Similarly, last January, Johnson & Johnson challenged Pfizer, Inc.’s broadcast advertising for its Maximum Strength Zantac 150. The NAD recommended that Pfizer discontinue or modify its advertising claims because the evidence on record failed to support the implied message that Zantac 150 worked almost immediately.
Challenging a competitor’s advertising at the NAD is less expensive and much quicker than litigation, generally providing a response within 60 business days of initiation of a challenge. There are, however, disadvantages with pursuing an NAD complaint as opposed to filing a lawsuit in federal court. Participants do not have subpoena power or the ability to depose, the judicial rules of evidence do not apply and an NAD decision is not legally binding on the participants or on a court of law.

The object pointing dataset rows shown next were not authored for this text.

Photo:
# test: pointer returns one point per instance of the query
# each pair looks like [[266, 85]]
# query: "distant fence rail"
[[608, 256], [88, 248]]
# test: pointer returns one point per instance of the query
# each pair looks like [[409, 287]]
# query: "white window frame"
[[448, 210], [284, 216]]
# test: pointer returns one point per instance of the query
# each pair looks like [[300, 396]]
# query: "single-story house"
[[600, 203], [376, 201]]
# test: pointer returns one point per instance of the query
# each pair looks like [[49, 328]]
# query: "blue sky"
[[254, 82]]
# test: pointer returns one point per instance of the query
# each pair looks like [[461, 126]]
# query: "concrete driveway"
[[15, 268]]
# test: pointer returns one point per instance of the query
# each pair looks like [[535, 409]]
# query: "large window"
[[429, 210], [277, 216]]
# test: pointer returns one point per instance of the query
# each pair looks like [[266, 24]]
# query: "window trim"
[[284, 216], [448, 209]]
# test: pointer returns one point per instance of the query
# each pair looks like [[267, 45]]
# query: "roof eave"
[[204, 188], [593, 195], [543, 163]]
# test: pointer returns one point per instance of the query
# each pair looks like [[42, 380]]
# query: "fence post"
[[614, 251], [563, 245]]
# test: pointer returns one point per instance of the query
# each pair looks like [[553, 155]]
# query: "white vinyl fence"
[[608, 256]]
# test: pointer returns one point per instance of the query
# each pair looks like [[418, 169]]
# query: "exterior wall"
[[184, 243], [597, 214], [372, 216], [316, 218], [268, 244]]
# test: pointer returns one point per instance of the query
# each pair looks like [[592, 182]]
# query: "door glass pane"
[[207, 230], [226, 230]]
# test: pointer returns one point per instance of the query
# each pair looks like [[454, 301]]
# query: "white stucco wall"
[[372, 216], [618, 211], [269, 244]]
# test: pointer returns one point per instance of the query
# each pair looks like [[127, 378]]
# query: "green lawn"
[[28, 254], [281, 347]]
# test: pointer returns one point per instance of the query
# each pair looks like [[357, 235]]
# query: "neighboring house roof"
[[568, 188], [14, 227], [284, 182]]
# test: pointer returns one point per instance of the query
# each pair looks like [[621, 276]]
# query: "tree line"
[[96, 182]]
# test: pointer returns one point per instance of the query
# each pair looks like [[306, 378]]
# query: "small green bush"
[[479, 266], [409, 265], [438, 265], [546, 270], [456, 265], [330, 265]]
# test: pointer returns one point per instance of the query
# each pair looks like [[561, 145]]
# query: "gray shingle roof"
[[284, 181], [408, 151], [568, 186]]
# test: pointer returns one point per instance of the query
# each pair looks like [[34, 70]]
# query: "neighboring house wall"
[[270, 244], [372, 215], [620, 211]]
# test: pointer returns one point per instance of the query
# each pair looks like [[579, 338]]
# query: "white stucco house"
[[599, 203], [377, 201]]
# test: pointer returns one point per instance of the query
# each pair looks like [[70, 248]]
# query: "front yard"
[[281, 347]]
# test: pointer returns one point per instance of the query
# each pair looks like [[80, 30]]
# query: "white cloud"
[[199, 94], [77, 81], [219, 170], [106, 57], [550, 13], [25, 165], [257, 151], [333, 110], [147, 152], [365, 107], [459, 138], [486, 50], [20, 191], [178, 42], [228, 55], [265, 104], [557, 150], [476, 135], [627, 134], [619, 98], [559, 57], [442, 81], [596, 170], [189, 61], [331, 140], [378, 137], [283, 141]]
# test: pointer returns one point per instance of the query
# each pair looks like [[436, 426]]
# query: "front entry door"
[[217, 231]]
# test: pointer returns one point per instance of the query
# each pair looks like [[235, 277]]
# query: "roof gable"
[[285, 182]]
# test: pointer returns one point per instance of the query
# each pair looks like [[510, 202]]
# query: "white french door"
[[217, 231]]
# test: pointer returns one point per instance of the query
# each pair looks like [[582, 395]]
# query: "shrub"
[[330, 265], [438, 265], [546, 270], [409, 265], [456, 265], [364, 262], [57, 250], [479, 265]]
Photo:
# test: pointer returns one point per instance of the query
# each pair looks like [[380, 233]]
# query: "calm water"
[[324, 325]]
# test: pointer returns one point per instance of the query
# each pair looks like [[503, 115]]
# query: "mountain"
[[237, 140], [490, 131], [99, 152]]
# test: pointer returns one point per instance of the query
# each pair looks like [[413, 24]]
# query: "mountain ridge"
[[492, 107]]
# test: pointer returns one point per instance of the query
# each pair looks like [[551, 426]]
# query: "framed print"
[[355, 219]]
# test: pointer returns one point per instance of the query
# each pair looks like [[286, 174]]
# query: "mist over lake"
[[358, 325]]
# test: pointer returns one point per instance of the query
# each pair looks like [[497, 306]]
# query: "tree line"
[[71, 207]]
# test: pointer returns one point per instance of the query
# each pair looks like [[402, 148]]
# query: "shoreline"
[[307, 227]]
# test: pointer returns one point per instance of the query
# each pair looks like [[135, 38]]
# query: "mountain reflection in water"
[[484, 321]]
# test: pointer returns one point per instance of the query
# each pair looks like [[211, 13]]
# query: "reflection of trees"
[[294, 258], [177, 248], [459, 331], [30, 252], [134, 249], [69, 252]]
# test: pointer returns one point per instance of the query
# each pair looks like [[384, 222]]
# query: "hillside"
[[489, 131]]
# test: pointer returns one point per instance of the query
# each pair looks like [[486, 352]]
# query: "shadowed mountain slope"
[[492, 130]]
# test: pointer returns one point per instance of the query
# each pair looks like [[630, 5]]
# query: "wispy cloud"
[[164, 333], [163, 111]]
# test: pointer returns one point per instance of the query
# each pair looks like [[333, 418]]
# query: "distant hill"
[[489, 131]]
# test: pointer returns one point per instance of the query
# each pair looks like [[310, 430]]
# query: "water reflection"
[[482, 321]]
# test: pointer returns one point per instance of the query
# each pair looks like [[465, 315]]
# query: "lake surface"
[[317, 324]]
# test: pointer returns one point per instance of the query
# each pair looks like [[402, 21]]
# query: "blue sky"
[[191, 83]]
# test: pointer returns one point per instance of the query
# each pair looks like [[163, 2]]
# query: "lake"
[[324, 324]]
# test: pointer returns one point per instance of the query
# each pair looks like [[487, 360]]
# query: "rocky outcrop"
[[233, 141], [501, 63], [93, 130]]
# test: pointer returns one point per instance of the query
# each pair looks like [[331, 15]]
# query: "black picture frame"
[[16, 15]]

The NAD will publish its decisions, which are sometimes reported by mainstream or industry directed media outlets. If a competitor does not follow an NAD decision, the NAD may refer the matter to the FTC. The FTC holds the NAD and its decision making process in high regard, and the FTC has initiated investigations based on the NAD's recommendations.
In summary, many options exist for ensuring that there is a level playing field for advertising medical devices. Deciding on the appropriate strategy for challenging a competitor’s marketing claims should be carefully weighed.